If you want a faster cross or rear straight, as your body is rotating on the centerline, engage your rear elbow and lower tricep just enough to initiate the arm even before the rest of your power arrives. Then as the punch lands, the rest of your power and body weight follow behind it. Otherwise, you will telegraph the punch by the movement of your lower body and turn of your shoulder prior to delivery of the punch. As much as possible, everything should be simultaneous (again as much as possible). Certain parts of the body naturally move faster than others (large muscles move slower than small ones), so sequencing of a move is necessary, but the goal is to minimize the steps.
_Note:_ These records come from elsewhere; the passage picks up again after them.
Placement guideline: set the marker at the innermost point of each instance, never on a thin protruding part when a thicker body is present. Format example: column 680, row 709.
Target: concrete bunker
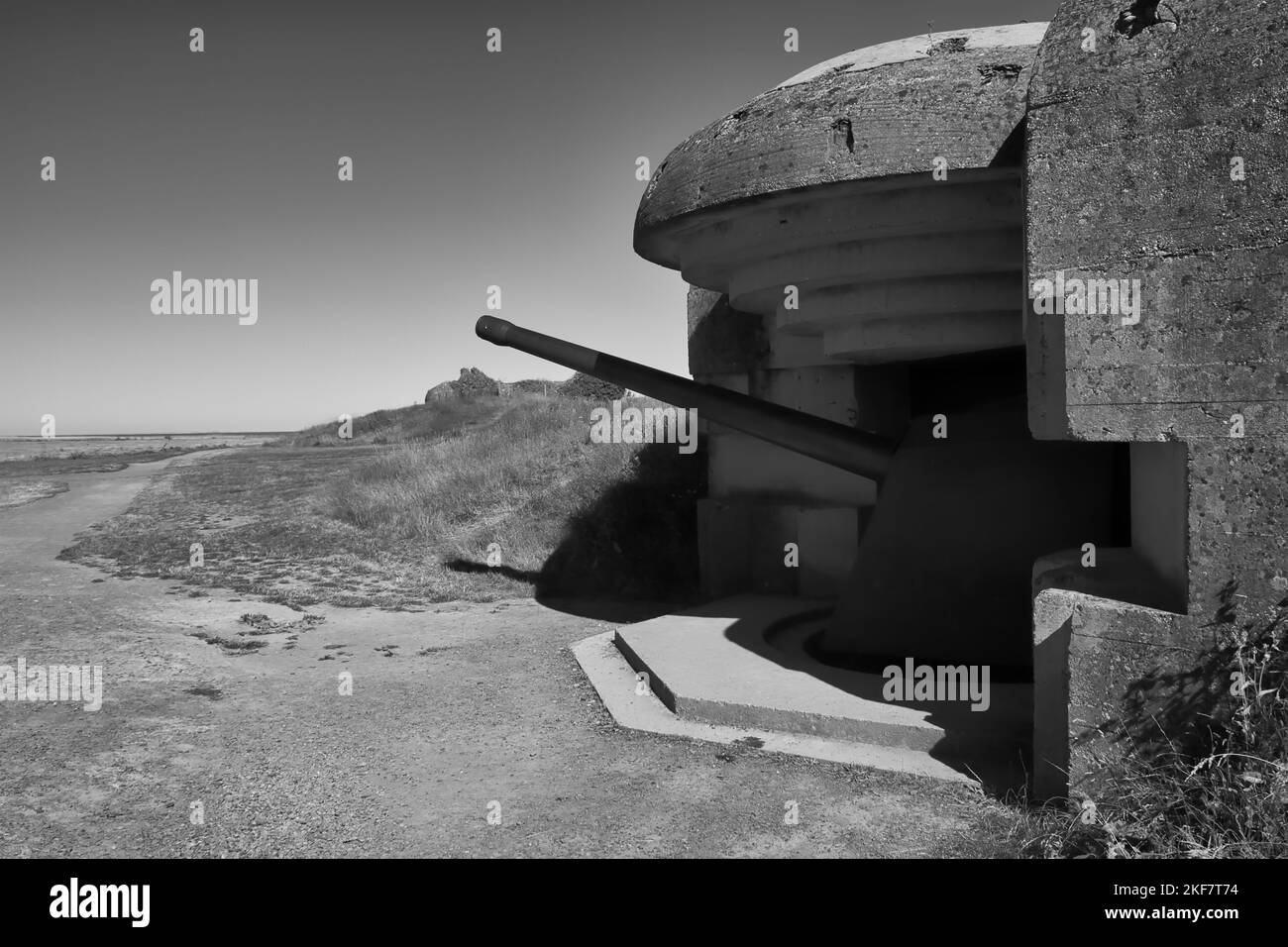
column 863, row 245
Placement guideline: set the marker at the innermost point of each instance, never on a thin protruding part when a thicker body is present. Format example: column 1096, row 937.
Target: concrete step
column 741, row 663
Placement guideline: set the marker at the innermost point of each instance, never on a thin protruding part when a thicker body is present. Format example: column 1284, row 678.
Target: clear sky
column 471, row 169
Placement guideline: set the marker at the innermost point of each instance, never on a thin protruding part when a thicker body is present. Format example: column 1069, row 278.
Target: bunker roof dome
column 874, row 112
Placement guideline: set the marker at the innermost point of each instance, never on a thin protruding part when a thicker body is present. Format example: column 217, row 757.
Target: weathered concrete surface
column 1129, row 154
column 617, row 685
column 961, row 102
column 716, row 665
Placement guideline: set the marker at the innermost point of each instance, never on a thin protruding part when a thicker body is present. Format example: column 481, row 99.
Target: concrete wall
column 1128, row 176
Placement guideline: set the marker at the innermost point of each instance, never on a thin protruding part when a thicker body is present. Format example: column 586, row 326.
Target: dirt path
column 451, row 714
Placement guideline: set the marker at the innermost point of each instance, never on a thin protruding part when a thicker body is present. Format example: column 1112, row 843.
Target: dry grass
column 1223, row 795
column 408, row 523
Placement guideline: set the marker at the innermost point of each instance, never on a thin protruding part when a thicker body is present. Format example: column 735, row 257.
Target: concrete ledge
column 715, row 667
column 616, row 684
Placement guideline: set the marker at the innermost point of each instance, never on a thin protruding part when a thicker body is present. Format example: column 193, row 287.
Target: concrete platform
column 616, row 684
column 739, row 664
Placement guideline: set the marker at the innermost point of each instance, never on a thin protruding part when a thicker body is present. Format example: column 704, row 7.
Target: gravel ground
column 469, row 731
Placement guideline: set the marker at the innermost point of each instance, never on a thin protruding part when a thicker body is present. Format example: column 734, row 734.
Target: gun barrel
column 849, row 449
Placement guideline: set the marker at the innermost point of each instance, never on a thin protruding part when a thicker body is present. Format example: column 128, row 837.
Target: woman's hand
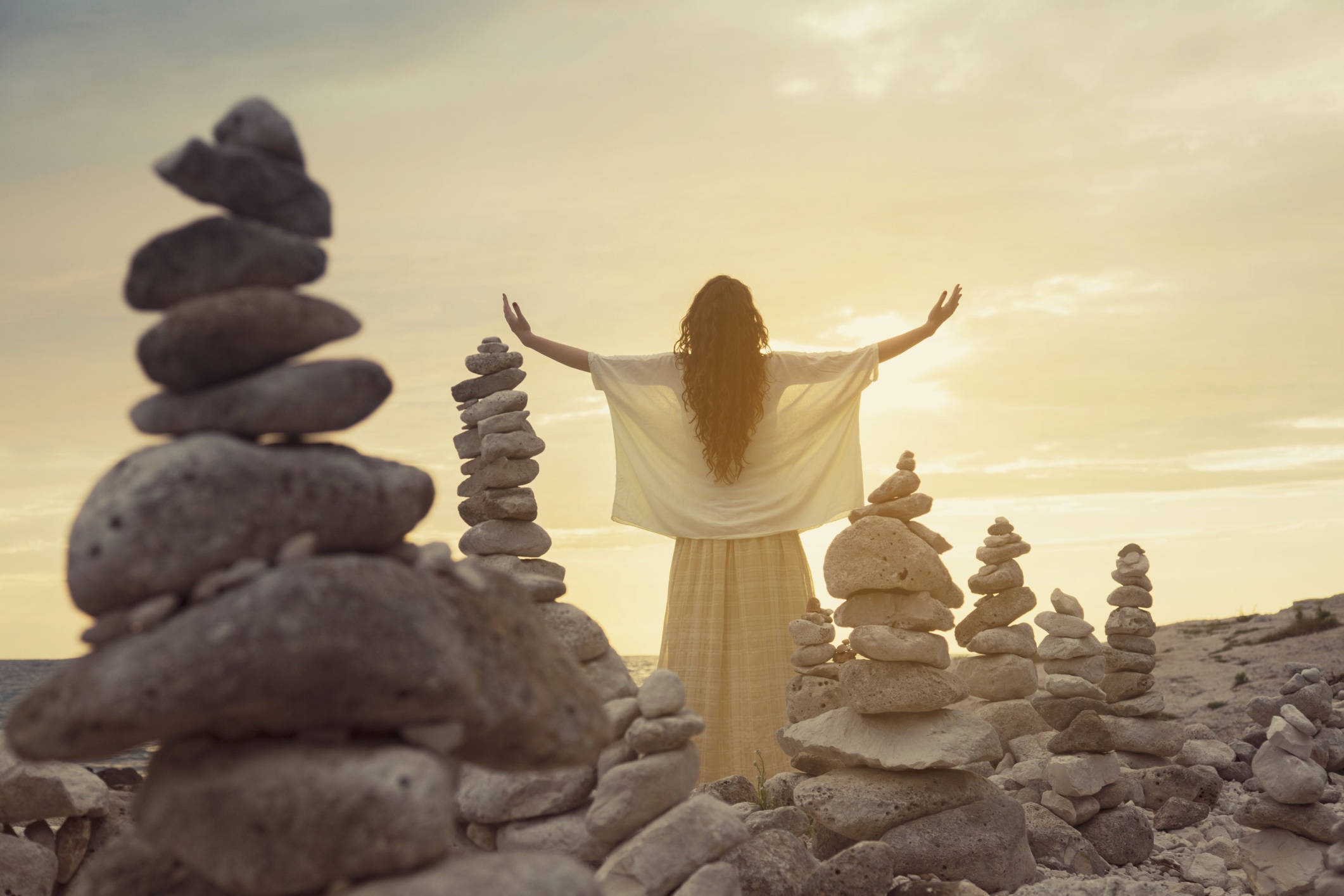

Another point on the rear cross is it can be thrown without the start up. Manny Pacquiao, for example, often throws a left cross from a relatively squared posture so there is no "wind up." If you watch his fights, he often feints a slip (slips to his lead side with no punch coming in), as he does so, his rear shoulder naturally moves forward, then he launches his rear cross from here. He uses this "slip" as a natural movement from his stance, so he can easily punch from here without the opponent recognizing the slip as a telegraph to his cross. He simply slips left to right even when his opponent is not punching. In general, natural movements of any kind help to disguise your set up and minimize any preparatory movements. The idea is not to remain static in a "fighting stance." Your stance should be dynamic and alive.
A final point as with all punching, remember to recover well. Bring the hand back like a boomerang, faster than your initial extension forward if possible. Keep the hands high at all times, keep the elbows down especially on this punch as it drains power from the punch and is easier to read if you punch with your elbow out. Many beginners will lean over when throwing this punch. Remember to keep your shoulders level. Imagine a straight bar running from shoulder to shoulder, one side should not be higher than the other. The bar should be straight and parallel to the floor. Obviously, deviations from this are as the situation calls; a lean may be necessary in certain situations, but there is a difference between the unconscious mistakes from a beginner and a master setting aside the rules to freely take control of an opponent.
Thank you for reading. Remember to forever believe in you no matter what, saying no to all that is not in line with who you are. Believe in yourself.